Israel Seen as Fighting Peace

by Adam Morrow / Khaled Moussa al-Omrani
Inter Press Service
April 12, 2007

CAIRO - Israel’s rejection of the Arab peace initiative, which was reiterated at last month’s Arab Summit, drew emphatic criticism from Egyptian commentators. Although Israeli Prime Minister Ehud Olmert later called for peace talks with “moderate” Arab heads of state, most local political observers say Tel Aviv wants to have its cake and eat it too.”Olmert’s response was an attempt to normalise relations without responding to the initiative’s demands,” Mohamed Basyouni, former Egyptian ambassador to Israel and head of the committee for Arab affairs in the Shura Council (the upper consultative house of the Egyptian parliament) told IPS. “It was a totally unacceptable manoeuvre that puts the carriage before the horse.”

The Saudi-backed peace plan, first tabled at the 2002 Arab Summit in Beirut, offers across-the-board Arab recognition of Israel in exchange for core Palestinian demands.

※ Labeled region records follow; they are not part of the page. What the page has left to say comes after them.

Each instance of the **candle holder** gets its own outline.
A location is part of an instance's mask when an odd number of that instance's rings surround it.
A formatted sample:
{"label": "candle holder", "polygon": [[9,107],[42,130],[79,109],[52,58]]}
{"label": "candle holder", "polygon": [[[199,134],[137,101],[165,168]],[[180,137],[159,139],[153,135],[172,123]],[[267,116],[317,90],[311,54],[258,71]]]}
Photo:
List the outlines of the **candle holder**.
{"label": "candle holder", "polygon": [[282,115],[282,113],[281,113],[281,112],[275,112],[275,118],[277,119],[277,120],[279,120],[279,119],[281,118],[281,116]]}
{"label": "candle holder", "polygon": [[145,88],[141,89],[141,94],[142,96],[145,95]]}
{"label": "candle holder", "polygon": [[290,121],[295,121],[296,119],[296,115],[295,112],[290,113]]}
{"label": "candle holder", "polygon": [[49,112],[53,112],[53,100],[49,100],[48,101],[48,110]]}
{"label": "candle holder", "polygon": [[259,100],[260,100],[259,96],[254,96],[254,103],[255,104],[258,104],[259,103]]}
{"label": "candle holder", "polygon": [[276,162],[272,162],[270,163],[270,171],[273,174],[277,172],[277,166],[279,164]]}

According to the proposal’s terms, Arab capitals would extend full diplomatic relations to the Jewish state in exchange for total Israeli withdrawal from territories occupied in 1967. The plan seeks a “just solution” to the Palestinian refugee issue on the basis of UN resolutions, and the establishment of a Palestinian state with East Jerusalem as its capital.